Die erste Premiere fand am 30. April 1798 im Palais des Prinzen von Schwarzenberg in Wien vor einer geladenen Gesellschaft statt. Ein knappes Jahr später bekam im Burgtheater auch der übrige Teil des interessierten Publikum das Oratorium zu sehen und zu hören. Was geboten wurde, war faszinierend. Haydn hatte ein Panoptikum der tonmalerischen Szenen geschaffen, das vor allem in den Passagen der Erschaffung der Tiere und der Naturszenen nahezu bildhafte Qualitäten entwickelte. “Die Schöpfung” entwickelte sich schnell zum Inbegriff aufgeklärter Frömmigkeit und damit zu einem Standardwerk der bürgerlichen Aufführungstradition, mit dem es sich bis heute lohnt, intensiv auseinander zu setzen.

Für Paul McCreesh hatte es noch aus einem anderen Grund einen besonderen Reiz, sich mit den ungewöhnlichen Vorlagen des Werks zu beschäftigen: "Haydns “Schöpfung' ist das erste Oratorium, das in zwei Sprachen veröffentlicht wurde.

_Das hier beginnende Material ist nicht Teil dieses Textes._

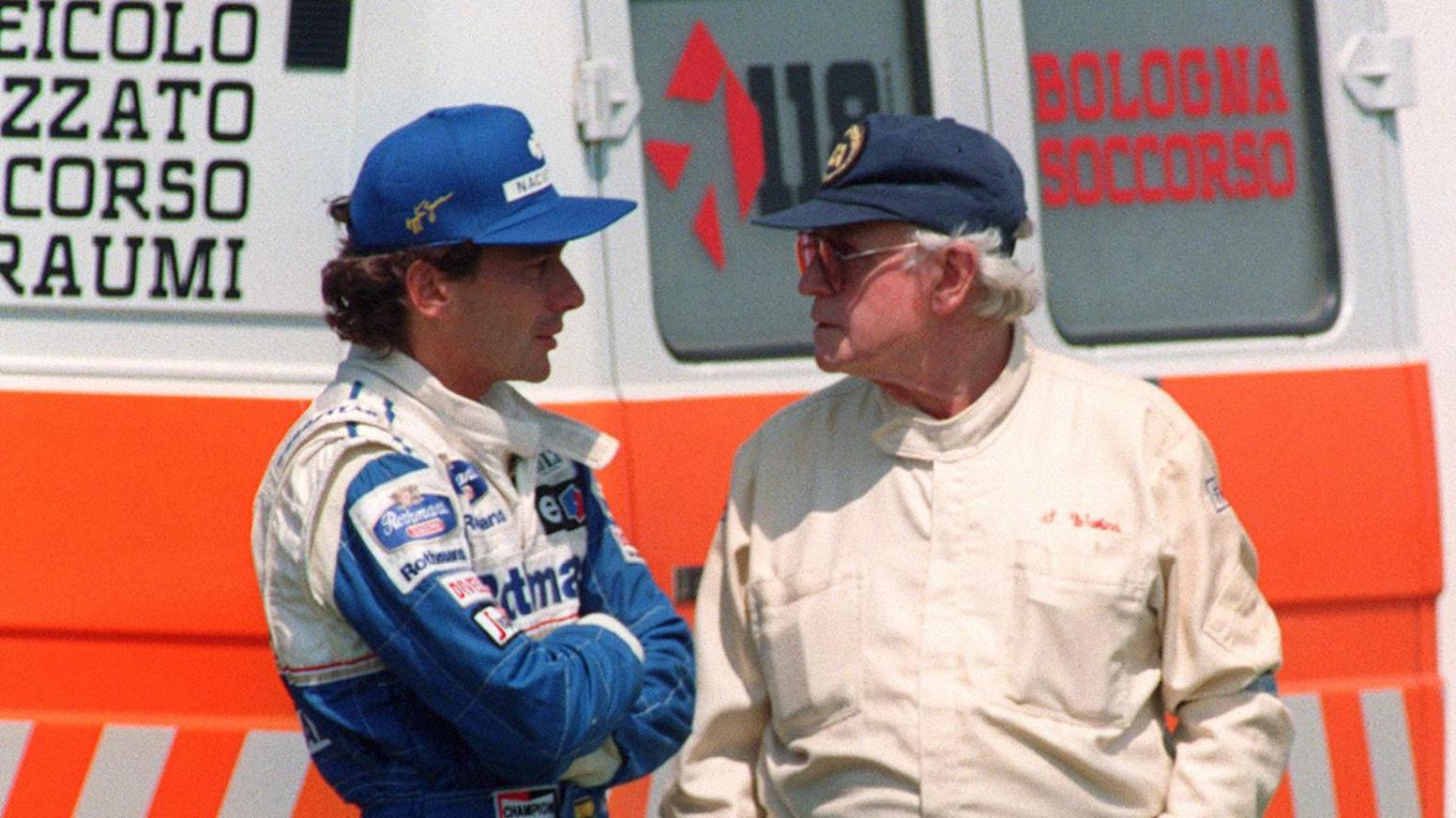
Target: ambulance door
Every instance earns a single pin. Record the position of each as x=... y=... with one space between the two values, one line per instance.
x=1219 y=205
x=740 y=102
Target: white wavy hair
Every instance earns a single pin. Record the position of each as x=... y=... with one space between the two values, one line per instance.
x=1008 y=290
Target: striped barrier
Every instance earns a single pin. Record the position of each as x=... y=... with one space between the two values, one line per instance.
x=1353 y=757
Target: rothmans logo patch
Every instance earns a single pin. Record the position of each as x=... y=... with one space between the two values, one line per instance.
x=846 y=153
x=414 y=517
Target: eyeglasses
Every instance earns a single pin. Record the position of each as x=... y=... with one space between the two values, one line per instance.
x=811 y=248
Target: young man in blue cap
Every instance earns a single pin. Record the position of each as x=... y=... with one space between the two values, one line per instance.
x=459 y=620
x=975 y=578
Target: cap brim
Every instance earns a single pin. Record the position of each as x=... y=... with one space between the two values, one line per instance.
x=558 y=220
x=820 y=213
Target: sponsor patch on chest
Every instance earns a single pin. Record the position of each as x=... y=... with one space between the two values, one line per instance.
x=411 y=529
x=412 y=516
x=469 y=482
x=562 y=507
x=535 y=802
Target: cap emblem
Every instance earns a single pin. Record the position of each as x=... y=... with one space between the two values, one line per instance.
x=844 y=153
x=422 y=211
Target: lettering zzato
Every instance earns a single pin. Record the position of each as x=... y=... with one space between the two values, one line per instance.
x=142 y=74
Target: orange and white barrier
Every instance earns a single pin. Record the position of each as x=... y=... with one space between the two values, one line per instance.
x=1353 y=757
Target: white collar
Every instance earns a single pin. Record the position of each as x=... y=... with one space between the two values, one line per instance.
x=910 y=432
x=501 y=419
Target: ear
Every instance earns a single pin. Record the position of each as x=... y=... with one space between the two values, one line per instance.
x=955 y=284
x=425 y=288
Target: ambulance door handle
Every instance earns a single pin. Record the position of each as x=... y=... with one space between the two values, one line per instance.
x=1377 y=70
x=607 y=100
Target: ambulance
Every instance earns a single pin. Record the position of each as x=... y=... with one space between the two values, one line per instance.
x=1245 y=201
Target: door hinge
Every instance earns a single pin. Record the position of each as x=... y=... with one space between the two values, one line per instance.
x=607 y=100
x=1377 y=70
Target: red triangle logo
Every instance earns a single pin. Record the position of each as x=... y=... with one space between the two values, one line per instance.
x=708 y=229
x=669 y=159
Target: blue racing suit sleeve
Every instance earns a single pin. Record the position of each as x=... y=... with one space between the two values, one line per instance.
x=526 y=706
x=616 y=581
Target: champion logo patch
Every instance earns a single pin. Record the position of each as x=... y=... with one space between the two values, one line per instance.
x=1215 y=493
x=495 y=623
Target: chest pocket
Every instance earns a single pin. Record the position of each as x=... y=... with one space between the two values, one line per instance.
x=809 y=645
x=1079 y=622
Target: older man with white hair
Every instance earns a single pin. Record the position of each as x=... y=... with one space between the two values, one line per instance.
x=976 y=578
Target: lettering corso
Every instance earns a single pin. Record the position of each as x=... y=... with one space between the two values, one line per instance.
x=1191 y=121
x=120 y=124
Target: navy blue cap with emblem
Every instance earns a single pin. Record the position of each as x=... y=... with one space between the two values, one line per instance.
x=929 y=172
x=467 y=174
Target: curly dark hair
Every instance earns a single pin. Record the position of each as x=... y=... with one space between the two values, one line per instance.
x=364 y=293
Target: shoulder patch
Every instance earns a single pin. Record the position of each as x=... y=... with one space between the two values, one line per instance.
x=1216 y=495
x=551 y=466
x=629 y=552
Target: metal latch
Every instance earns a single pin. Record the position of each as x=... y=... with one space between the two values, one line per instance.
x=607 y=100
x=1377 y=71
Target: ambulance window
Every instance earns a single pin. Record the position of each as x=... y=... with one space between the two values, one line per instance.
x=1181 y=163
x=740 y=103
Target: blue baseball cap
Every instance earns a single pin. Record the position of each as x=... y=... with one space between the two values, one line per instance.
x=929 y=172
x=467 y=174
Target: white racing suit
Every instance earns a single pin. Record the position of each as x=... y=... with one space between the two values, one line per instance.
x=983 y=616
x=459 y=620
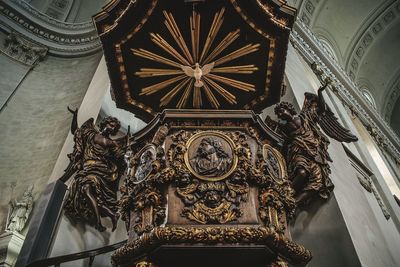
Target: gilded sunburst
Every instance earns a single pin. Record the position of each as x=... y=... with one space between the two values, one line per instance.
x=196 y=72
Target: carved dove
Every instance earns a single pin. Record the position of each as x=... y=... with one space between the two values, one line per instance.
x=198 y=72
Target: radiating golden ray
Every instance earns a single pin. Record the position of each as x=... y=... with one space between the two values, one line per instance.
x=149 y=55
x=158 y=86
x=247 y=49
x=215 y=26
x=232 y=82
x=211 y=97
x=158 y=40
x=229 y=38
x=211 y=81
x=195 y=34
x=171 y=94
x=176 y=33
x=244 y=69
x=197 y=97
x=224 y=93
x=149 y=72
x=184 y=98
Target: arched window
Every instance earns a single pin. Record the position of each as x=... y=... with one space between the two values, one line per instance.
x=367 y=95
x=328 y=48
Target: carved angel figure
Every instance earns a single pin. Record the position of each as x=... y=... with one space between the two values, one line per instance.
x=307 y=147
x=98 y=162
x=20 y=211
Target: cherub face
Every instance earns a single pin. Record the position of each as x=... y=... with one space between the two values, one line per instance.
x=111 y=128
x=284 y=114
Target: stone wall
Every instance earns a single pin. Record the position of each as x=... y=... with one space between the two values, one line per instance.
x=35 y=122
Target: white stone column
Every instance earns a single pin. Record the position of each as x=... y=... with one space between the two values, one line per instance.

Die Handschrift der Noten ist inzwischen unglücklicherweise verschollen, die Originalpublikation von 1800 hatte allerdings Baron Gottfried van Swietens deutschen Text als volle Unterschriften, während die englische Version oberhalb der Noten gedruckt war, mit in kleinen Noten angezeigten rhythmischen Wechseln für die Arien und Rezitative”, erzählt McCreesh von den Vorlagen und fügt hinzu, dass er gemeinsam mit Timothy Roberts die Rezitative in einer Haydn gemäßen Sprache für seine englische Umsetzung angepasst hat.

Aufgenommen wurde “The Creation” im Oktober 2006 in der Town Hall von Watford, von den Gabrieli Consort & Players mit Unterstützung des Chetham’s Chamber Choir und unter anderem mit Sandrine Piau (Gabriel) und Mark Padmore (Uriel) als Solisten. Es entstand eine gewichtige Neudeutung des Werks, kraftvoll und voluminös, zugleich sorgsam differenziert, die schon aufgrund der in diesem Fall selten verwendeten Gesangssprache über besondere Qualitäten verfügt. Eine gewagte Einspielung, aber eine, die sich lohnt.